Trump Impeachment: Scandal Emails Released Hours To Deadline
President Donald Trump

The Trump administration has released a stash of heavily redacted documents about the withholding of military aid to Ukraine just two minutes before the deadline.

As the Senate continued to block attempts to subpoena official records for Donald Trump’s impeachment trial, 192 pages of emails were disclosed under a Freedom of Information request.

They include communications between budget officials on the day of the president’s phone call to Ukrainian president Volodymyr Zelenksy to press for an investigation into his Democrat rival Joe Biden.

American Oversight, the non-profit organisation that requested the documents, said that some of the records have not been given to the US Congress for its impeachment investigation.

“President Trump’s lawyers stood in the Senate on Tuesday arguing that documents are totally unnecessary for the impeachment trial, but these documents give lie to that entire position,” said executive director Austin Evers.

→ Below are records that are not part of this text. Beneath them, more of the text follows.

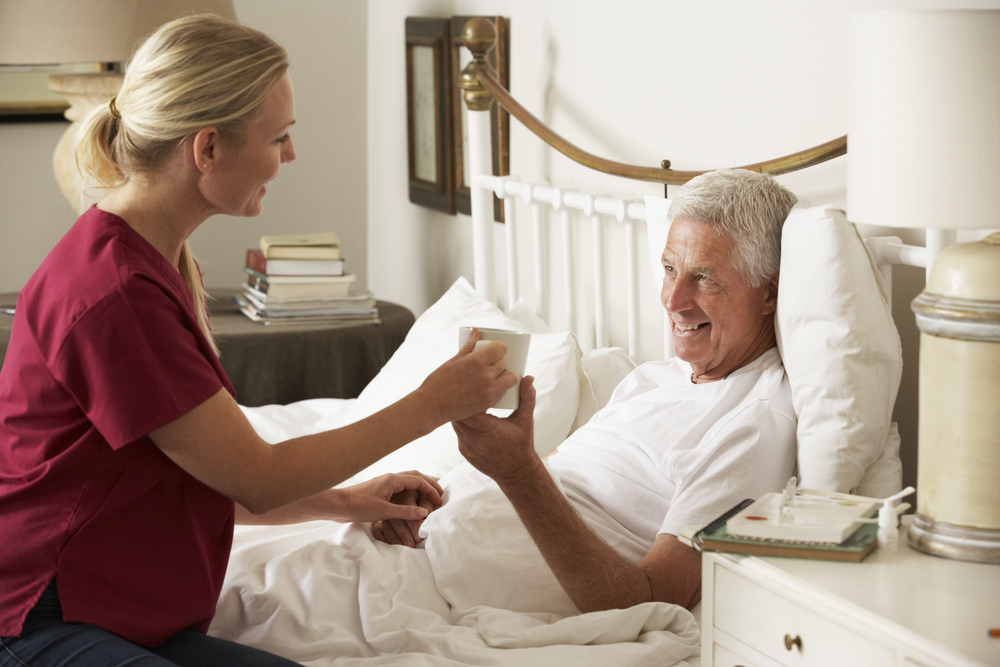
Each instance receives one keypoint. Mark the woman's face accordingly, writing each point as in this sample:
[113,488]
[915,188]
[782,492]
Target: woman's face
[244,173]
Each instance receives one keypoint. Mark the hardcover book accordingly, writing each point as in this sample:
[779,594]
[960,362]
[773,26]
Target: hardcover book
[256,260]
[318,245]
[715,537]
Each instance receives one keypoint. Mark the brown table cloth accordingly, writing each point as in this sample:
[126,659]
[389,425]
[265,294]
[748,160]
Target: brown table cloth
[290,362]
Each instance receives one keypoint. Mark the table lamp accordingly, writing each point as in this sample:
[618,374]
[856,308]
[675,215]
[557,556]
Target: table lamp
[924,137]
[35,32]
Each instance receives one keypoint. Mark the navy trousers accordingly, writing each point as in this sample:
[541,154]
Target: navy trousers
[48,641]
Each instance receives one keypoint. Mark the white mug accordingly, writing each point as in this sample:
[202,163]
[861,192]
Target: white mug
[517,343]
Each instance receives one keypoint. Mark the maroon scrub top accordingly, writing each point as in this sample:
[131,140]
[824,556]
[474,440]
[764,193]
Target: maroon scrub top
[105,349]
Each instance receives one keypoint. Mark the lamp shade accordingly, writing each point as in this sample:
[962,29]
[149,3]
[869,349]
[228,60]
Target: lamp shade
[924,118]
[34,32]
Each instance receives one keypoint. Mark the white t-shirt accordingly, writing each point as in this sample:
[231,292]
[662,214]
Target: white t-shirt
[667,453]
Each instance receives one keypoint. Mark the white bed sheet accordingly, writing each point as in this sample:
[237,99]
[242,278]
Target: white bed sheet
[322,593]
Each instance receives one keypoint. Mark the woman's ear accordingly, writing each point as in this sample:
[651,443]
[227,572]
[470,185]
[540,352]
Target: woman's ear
[205,148]
[771,300]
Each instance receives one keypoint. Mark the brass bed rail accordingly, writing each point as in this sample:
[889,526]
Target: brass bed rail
[479,81]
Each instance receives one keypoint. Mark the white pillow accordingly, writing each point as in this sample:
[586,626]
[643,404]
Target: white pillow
[601,371]
[433,339]
[842,354]
[657,229]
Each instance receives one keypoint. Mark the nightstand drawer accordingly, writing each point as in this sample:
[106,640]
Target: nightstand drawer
[786,632]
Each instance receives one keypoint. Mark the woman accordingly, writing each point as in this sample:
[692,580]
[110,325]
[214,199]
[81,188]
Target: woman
[124,458]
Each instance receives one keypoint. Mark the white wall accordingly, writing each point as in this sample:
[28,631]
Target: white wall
[323,189]
[703,84]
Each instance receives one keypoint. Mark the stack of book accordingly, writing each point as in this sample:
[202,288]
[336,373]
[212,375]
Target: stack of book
[301,278]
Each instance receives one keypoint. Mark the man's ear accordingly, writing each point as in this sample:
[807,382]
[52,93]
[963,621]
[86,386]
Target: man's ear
[205,148]
[771,300]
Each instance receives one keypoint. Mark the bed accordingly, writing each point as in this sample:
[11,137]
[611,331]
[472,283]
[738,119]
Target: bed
[327,594]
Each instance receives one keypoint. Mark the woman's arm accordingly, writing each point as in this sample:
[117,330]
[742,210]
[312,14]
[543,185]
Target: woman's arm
[216,444]
[407,497]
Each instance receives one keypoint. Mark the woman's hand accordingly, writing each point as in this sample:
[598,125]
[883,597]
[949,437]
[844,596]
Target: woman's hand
[502,449]
[411,507]
[469,383]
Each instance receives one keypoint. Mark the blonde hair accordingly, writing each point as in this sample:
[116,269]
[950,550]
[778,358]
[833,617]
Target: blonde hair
[749,207]
[194,72]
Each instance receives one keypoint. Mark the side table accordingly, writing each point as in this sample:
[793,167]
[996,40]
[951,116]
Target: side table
[289,362]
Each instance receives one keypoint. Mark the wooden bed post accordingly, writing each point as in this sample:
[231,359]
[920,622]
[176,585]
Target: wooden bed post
[479,36]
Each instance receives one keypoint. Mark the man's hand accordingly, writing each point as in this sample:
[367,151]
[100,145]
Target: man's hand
[409,507]
[503,449]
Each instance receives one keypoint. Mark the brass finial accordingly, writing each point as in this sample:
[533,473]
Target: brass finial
[479,36]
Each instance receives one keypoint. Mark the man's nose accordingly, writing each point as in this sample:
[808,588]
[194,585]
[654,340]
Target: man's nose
[676,296]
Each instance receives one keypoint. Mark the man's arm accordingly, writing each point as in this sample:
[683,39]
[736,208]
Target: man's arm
[592,573]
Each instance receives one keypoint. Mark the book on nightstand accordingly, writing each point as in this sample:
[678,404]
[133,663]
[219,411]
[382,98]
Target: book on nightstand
[256,260]
[290,287]
[859,542]
[317,245]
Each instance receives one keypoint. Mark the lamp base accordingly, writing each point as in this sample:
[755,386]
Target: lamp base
[981,545]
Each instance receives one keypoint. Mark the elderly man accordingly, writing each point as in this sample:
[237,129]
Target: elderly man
[681,441]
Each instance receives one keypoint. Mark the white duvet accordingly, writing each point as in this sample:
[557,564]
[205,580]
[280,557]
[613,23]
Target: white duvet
[476,592]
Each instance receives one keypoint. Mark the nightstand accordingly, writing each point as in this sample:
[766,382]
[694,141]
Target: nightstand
[906,609]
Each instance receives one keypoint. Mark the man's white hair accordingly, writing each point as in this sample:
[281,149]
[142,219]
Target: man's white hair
[747,206]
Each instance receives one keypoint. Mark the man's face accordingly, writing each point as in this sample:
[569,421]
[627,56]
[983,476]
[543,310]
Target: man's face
[719,323]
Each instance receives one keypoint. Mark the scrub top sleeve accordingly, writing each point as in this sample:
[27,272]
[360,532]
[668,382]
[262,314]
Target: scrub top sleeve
[136,361]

“Despite the Trump Administration’s obstruction and the rhetoric at the trial, the public can now see even more evidence of the president’s corrupt scheme as it unfolded in real time.

“The volume of material released, and the volume of material still secreted away, only highlights how much the administration has withheld from the House, the Senate, and the American public.”

The documents were released in response to a request to the White House’s Office of Management and Budget for “directives and communications that may relate to any effort to pressure the Ukrainian government to investigate one of President Trump’s political opponents as part of an effort to give the president an electoral advantage”.

They begin with an email drawing attention to a news story about the Pentagon’s plans to send $250m in military aid to Ukraine on 19 June 2019.

Further documents reveal a series of communications involving OMB officials, including acting director Russell Voight and associate director Michael Duffey, as well as deputy under secretary of defence Elaine McCusker, who raised questions about the freeze of funding.